Here’s a Throwback Thursday thing you won’t want to overlook: As we head into the 2015 Holiday Season we wanted to revisit the amazing hints we gathered from you — the Diabetes Community — for surviving the holidays with diabetes a couple of years back. Anyone remember our crowdsourced Nuggets of Wisdom from the Diabetes Community e-book?
Amazing that it has been almost seven whole years (!) Because we published this booklet back in January 2009, following our interactive contest in which hundreds of fellow PWDs (people with diabetes) sent in their hints and techniques about surviving the holiday season. My, how time flies when you’re having fun and pretending to be a pancreas, ay?!
What’s maybe more astonishing is that the hints offered are every bit as relevant today as they were a couple of decades back.
In case you had not heard of the e-book earlier, it’s a selection of experiences written by PWDs in the hopes of earning the lives of others a little bit simpler throughout the year (not limited to the holiday season). These hints are divided into six classes:
- Diabetes Police
Sound like anything you could use some help on? Yeah, us too! See some of our fave hints pulled from the e-book, under.

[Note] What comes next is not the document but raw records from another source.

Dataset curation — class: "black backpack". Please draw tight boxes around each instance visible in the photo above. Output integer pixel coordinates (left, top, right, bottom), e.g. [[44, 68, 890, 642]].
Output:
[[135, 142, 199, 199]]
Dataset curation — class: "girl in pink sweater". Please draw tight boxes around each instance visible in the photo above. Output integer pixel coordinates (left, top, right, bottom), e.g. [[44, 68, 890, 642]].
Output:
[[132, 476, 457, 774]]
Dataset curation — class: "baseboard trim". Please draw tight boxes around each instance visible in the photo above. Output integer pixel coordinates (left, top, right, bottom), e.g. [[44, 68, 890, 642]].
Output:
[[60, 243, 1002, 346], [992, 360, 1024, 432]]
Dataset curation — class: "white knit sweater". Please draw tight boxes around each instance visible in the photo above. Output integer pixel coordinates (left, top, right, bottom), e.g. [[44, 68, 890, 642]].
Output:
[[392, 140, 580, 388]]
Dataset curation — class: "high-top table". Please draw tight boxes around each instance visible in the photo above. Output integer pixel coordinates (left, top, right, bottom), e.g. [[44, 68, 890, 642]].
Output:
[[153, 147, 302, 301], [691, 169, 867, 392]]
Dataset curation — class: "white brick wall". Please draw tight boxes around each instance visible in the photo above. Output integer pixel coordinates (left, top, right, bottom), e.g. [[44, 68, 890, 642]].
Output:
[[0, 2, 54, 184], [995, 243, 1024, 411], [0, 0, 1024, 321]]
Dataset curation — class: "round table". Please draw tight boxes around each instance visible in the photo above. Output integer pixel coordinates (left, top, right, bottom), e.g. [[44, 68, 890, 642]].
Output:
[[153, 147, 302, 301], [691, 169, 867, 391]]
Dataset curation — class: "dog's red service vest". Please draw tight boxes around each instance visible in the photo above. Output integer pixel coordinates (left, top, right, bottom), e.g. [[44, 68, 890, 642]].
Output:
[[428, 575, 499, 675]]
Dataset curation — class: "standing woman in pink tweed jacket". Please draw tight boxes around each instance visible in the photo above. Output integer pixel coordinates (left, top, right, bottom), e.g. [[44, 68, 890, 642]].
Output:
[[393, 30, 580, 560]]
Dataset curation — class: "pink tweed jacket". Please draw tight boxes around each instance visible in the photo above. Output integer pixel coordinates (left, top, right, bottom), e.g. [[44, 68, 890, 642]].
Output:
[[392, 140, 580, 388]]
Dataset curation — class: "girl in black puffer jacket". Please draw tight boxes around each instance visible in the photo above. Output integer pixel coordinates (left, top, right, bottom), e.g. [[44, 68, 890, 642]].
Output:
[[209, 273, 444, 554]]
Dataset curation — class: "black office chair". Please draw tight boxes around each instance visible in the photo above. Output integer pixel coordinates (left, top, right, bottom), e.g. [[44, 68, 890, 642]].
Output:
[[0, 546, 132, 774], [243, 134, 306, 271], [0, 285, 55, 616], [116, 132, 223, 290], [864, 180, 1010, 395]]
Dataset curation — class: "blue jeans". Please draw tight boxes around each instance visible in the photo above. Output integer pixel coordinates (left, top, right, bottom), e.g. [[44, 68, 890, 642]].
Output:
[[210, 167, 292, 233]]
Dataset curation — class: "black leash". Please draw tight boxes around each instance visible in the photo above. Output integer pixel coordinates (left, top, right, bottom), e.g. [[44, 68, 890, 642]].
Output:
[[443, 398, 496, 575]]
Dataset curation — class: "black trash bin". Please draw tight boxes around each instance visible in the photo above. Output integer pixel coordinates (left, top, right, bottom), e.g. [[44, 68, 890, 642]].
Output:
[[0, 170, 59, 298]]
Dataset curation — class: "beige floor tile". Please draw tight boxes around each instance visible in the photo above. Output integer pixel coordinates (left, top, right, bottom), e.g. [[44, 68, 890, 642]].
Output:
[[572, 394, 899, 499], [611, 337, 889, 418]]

We must once again send a massive special thanks to each of the D-peeps that were pivotal in creating this e-book happen, particularly Gina Capone, who volunteered her graphic design skills.
Some Fave Diabetes Tips
“I put everything on a calendar, including the final minute gift shopping and a couple of trips to the gym. My diabetes control goes out the window when I must eat whatever is handy, and that I worry about having too much to do. Advance preparation allows for a much better diet, more exercise, and much less anxiety.” — Meg
“I have stopped feeling obligated to attend every thing I’m invited to. I select what I will attend. I have the opportunity to overeat with exercise. I read for 20 minutes before bed to relax my overactive mind. This allows me to sleep much better. I do much better with anxiety when I am well-rested.” — Joan
“This sounds a little mad, but during cold weather (especially around the holidays) my buddies and I really do walking laps around the mall. Just dodging the people makes for a workout, and we have a massive monitor to go around. People viewing, and the trendy things in the shop windows keep us totally entertained for at least an hour and each day differs.” — Lesli
“Turn the radio on! What’s your favorite music? Find it. Turn it up and move around. If its only mepersonally, I find some enjoyable music and I just dance around the area. I amuse them, if someone else is there. You will break a sweat by going… and have lots of fun.” — Andrea
“Travel far, travel challenging. Always have a doctors letter regarding your diabetes. Get duplicate prescriptions of your own supplies and medication. Pick out the phone numbers for your health care providers, pump firm, insurer.” — SLeal
“Pack all your essentials on your carry on luggage. Don’t place something that is essential on your luggage that you don’t take on the airplane with you. I pack so if any bag is missing, I have what is needed with me. I also pack my carry on bags so, if there is no longer any room on the airplane, and they need to spend the carry-on away, I can eliminate my essentials and keep to carry them onto the airplane in a smaller bag that I put under the seat.” — David
DEALING WITH THE “DIABETES POLICE”
“I usually tell them that diabetes is exceptional in the way it manifests itself in each person and what each diabetic can eat and the amount differs in each of us. We’re all different, just like snowflakes.” — Debbie
“Say ‘Thanks for your concern.’ Smile. Change the topic. Repeat. In my experience, the diabetes police are not usually loved ones (at least not after the first couple of decades).” — Mollyjade
SURVIVING PARTIES (i.e. FOOD)
“I do not allow myself to pick at foods. If I am going to eat I need to put it onto a plate at which I will have the ability to check at the portion size, etc.. This makes it simpler for me to determine carbs of the meals. I really do look at my Calorie King publication to help me gauge the carbohydrates.” — Tarra
“I concentrate on eating the stuff >which only incrementally increases my blood sugar level, i.e., fat and protein. (It’s also the satiating material!) Meaning I eat cheese and meat and non-starchy veggies (i.e., cauliflower and broccoli). It means that I do not eat the bread around sandwiches, or even the tortillas around wraps. Should I eat anything floury, then it needs to be excellent, like homemade shortbreads ( then only one — when I can).” — Mark
Any suggestions that are new to contribute? Please tell us in the comments below.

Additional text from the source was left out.